In number six, four horizontally arrayed images present a deep-space vista of a forest. For once the forest floor is visible; trees in the foreground have richly detailed textures to their bark--deeply grooved, gnarled, almost touchable--while trees in the background become less and less distinct, as if shrouded in mist. The scene is seductive, inviting; I can almost feel the forest floor under my feet or the dampness on my skin. The right side of one photo and the left side of an adjacent shot are filled by different sides of a large tree trunk, but each photo also duplicates the trunk's midsection. This repetition makes the trunk seem more powerful; it will not be delimited by Crane's frame lines; it somehow insists on an autonomy, a magical power to appear when and where it will.
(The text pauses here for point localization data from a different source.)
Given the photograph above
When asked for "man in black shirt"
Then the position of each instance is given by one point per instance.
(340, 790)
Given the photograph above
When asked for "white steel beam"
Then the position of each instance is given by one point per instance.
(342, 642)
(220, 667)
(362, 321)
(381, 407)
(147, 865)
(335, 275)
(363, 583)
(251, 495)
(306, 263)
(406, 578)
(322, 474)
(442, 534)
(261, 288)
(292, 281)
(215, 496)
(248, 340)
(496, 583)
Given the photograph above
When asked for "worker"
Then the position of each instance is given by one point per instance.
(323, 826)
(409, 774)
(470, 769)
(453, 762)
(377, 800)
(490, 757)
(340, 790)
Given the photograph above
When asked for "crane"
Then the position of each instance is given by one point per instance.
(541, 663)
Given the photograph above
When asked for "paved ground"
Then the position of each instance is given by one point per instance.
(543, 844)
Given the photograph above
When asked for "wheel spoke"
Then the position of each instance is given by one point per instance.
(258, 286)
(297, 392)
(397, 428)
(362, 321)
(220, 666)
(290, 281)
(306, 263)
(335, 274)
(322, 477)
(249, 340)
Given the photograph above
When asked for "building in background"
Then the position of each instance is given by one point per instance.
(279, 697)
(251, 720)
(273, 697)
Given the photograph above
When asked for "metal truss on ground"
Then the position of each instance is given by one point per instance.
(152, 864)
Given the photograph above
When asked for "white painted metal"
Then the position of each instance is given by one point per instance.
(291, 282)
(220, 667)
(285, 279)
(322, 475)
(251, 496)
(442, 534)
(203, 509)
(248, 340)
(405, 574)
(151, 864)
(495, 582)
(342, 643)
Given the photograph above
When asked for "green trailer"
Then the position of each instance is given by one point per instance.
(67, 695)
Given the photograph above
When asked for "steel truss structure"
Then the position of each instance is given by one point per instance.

Number eight consists of two photographs of the same tree trunk. We see only a fragment of the surrounding forest at the outer edge of each photo. Here the trunk almost seems to be taking over the work under its own power.

That is precisely what happens in other photos from this show. Rather than juxtaposing pictures of contiguous spaces, Crane groups elegantly enlarged images of stones or trunks. In Coloma to Covert Sticks, we see vivid close-ups of bark mounted on four huge panels, each over five feet high, with every tiny crevice enlarged to the scale of a giant sculpture. These oversized images seem like icons from some secret sect of Druids; the photographs appear to become the surface of the tree itself. The "ideology" behind the photos now stands revealed: nature is revered as something far larger and more mysterious than the frames of human imagery, or the categories made by human minds, can ever hope to contain.